The Movement Strategy Center defines white supremacy as an ideology of white superiority that is ever present in institutional and cultural assumptions, assigning value and humanity to the white group while casting others as undeserving. Its near-identical wording to the Racial Equity Tools entry reflects a shared movement lineage. A separate "White Supremacy Culture" entry names the dominant cultural norms — perfectionism, urgency, worship of the written word, individualism — that carry it into organizations.
Audience notes
- Journalists and editors
- Keep the system and the people distinct. "White supremacy" and "white supremacy culture" name a structure (Sierra Club, RET, APA, MSC); "white supremacist" and "white nationalist" name a person or group (Color of Change). Sierra Club advises saying which sense you mean on first use so readers don't hear systemic racism as a reference to hate groups.
- Advocates and internal comms
- RET, MSC, and Sierra Club treat "white supremacy culture" as everyday institutional norms — perfectionism, urgency, individualism, worship of the written word — not robes and torches. Naming that culture is the point, but expect to define it; the sources agree it is easy to mistake for the hate-group sense.
- When choosing between "systemic racism" and "white supremacy"
- Sierra Club's strategy: introduce "systemic racism" first, then transition to "white supremacy" once the concept lands, because the latter "captures the nuance that white people benefit from systems of racial oppression." See the linked systemic-racism page for the paired treatment.
Synthesis
“White supremacy” is usable, standard vocabulary across the corpus — and every source that carries a real entry treats it as a term to use, not avoid. The sources agree on more than the recommendation. Racial Equity Tools, the Movement Strategy Center, and APA all define it first as an ideology of white superiority and then insist its reach is structural, not just attitudinal. RET is explicit that “while most people associate white supremacy with extremist groups like the Ku Klux Klan and the neo-Nazis, white supremacy is ever present in our institutional and cultural assumptions”; MSC’s wording is near-identical, reflecting a shared movement lineage; APA folds it into its structural-racism definition as the thing institutions “maintain.” SumOfUs, from the equity-writing angle, lists it among the terms racial justice activists use.

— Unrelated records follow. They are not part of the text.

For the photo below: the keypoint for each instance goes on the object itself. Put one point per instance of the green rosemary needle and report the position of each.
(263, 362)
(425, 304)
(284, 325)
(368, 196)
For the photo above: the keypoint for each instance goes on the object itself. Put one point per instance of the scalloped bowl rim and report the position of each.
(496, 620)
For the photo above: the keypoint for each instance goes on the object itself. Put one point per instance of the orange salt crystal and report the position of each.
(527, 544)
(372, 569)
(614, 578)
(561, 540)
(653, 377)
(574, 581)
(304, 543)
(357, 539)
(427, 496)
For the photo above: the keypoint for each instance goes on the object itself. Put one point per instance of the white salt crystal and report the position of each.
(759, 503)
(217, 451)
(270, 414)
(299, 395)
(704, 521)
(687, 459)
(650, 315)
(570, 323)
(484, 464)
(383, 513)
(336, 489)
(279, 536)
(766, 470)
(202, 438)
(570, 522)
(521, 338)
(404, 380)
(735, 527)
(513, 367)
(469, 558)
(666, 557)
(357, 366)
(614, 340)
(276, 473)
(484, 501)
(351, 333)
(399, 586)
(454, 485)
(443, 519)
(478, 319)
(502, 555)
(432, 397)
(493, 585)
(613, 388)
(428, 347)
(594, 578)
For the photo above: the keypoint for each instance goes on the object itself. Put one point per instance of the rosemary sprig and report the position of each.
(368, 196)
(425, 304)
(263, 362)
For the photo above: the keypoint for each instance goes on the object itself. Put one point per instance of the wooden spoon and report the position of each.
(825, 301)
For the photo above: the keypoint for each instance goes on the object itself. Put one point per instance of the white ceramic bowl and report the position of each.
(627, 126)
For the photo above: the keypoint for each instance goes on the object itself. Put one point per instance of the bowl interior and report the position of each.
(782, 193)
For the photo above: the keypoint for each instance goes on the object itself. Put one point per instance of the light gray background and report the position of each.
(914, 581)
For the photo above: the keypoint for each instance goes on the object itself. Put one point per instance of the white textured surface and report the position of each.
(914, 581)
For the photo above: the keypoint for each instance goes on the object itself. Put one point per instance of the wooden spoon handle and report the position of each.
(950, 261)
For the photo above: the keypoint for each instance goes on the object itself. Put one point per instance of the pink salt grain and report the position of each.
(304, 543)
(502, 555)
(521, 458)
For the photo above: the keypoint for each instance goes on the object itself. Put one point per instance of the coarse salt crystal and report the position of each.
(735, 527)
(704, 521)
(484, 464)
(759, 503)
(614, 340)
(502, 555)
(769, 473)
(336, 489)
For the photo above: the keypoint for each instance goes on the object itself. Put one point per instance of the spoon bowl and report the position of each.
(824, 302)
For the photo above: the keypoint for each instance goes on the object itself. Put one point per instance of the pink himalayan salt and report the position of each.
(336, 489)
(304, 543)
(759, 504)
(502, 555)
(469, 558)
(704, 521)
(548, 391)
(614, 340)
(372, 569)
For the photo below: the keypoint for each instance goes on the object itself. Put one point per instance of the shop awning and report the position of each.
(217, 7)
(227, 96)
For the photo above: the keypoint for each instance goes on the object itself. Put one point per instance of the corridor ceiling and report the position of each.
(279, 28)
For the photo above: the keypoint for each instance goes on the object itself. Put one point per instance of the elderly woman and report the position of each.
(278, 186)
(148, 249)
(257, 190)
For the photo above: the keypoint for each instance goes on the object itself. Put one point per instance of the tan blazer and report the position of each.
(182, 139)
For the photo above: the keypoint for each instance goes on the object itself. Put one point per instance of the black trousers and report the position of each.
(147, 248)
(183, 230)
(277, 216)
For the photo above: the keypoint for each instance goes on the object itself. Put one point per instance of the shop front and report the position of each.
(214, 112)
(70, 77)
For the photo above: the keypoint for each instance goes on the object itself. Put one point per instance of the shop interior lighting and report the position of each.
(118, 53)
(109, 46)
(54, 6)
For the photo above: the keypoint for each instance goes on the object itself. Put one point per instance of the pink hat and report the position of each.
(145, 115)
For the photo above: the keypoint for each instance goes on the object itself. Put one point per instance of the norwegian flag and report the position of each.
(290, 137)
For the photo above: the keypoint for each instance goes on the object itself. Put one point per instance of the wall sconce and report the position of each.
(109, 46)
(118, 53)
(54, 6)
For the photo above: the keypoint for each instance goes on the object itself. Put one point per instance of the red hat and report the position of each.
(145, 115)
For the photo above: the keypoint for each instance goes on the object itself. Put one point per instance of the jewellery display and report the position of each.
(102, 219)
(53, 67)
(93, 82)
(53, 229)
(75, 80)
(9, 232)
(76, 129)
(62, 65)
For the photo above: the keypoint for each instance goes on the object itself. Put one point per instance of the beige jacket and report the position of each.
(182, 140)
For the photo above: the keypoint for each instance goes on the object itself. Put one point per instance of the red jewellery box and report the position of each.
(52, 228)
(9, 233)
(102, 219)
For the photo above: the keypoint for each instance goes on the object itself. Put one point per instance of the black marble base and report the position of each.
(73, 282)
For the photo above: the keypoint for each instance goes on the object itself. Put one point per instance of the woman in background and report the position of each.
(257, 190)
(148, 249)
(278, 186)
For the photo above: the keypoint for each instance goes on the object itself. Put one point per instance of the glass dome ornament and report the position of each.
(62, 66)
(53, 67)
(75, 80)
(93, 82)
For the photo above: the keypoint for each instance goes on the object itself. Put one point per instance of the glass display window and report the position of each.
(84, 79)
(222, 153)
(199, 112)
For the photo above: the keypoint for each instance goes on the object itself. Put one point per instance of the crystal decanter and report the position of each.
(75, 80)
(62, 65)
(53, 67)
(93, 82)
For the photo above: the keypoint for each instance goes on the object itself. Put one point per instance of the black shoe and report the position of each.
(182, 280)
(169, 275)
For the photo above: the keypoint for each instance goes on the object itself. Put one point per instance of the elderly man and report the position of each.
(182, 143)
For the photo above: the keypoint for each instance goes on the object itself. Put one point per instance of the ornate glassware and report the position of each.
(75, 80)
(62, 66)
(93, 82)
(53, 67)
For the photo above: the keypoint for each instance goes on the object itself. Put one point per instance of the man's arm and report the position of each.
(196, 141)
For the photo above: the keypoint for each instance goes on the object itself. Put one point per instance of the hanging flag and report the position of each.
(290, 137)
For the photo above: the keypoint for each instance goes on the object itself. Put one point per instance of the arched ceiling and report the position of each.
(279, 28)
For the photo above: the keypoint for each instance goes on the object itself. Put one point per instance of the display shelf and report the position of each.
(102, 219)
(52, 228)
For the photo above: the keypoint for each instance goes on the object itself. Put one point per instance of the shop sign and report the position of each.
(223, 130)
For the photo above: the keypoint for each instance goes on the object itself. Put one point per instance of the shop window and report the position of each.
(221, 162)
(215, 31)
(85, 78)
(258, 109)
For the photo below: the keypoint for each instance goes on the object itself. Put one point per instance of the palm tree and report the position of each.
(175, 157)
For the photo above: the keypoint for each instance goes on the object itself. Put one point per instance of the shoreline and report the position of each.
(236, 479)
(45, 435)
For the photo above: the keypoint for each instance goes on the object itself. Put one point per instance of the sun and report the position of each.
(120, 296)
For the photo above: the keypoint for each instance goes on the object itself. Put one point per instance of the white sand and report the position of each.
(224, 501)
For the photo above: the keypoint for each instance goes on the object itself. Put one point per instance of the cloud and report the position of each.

The distinction the sources insist on is between the system and the people. Color of Change defines the person-label “white supremacist” — someone who believes white people should dominate other races, including the KKK, neo-Confederates, and neo-Nazis — as a reporting term for describing groups accurately. Sierra Club draws the line most carefully: it separates organized white supremacy (hate groups, white nationalists, and “white supremacist terrorism”) from societal or systemic white supremacy, also called “white supremacy culture,” and tells writers to make clear which sense they mean so an audience does not read a reference to systemic racism as a reference to the Klan. RET and MSC carry parallel “White Supremacy Culture” entries that catalog the everyday institutional norms — perfectionism, urgency, individualism, worship of the written word — that the culture runs on.
The treatment sharpened over time. SumOfUs (2016) records the term as already in activist use; Color of Change (2020) supplies the journalist-facing person definitions during a period of heightened protest reporting; Sierra Club (2021) adds the explicit organized-versus-systemic strategy and the recommendation, when possible, to prefer “white supremacy” over “systemic racism” because it “captures the nuance that white people benefit from systems of racial oppression.” APA (2023) and the Movement Strategy Center (2024) round out the structural definitions. The cross-source picture is consensus on usage, with one shared caution: name which sense, the system or the people, you mean.
Audience notes
See the structured audience notes above: journalists should keep the system (“white supremacy,” “white supremacy culture”) distinct from the people (“white supremacist,” “white nationalist”); advocates should expect to define “white supremacy culture” rather than assume the hate-group sense; and writers weighing “systemic racism” against “white supremacy” can follow Sierra Club’s introduce-then-transition strategy.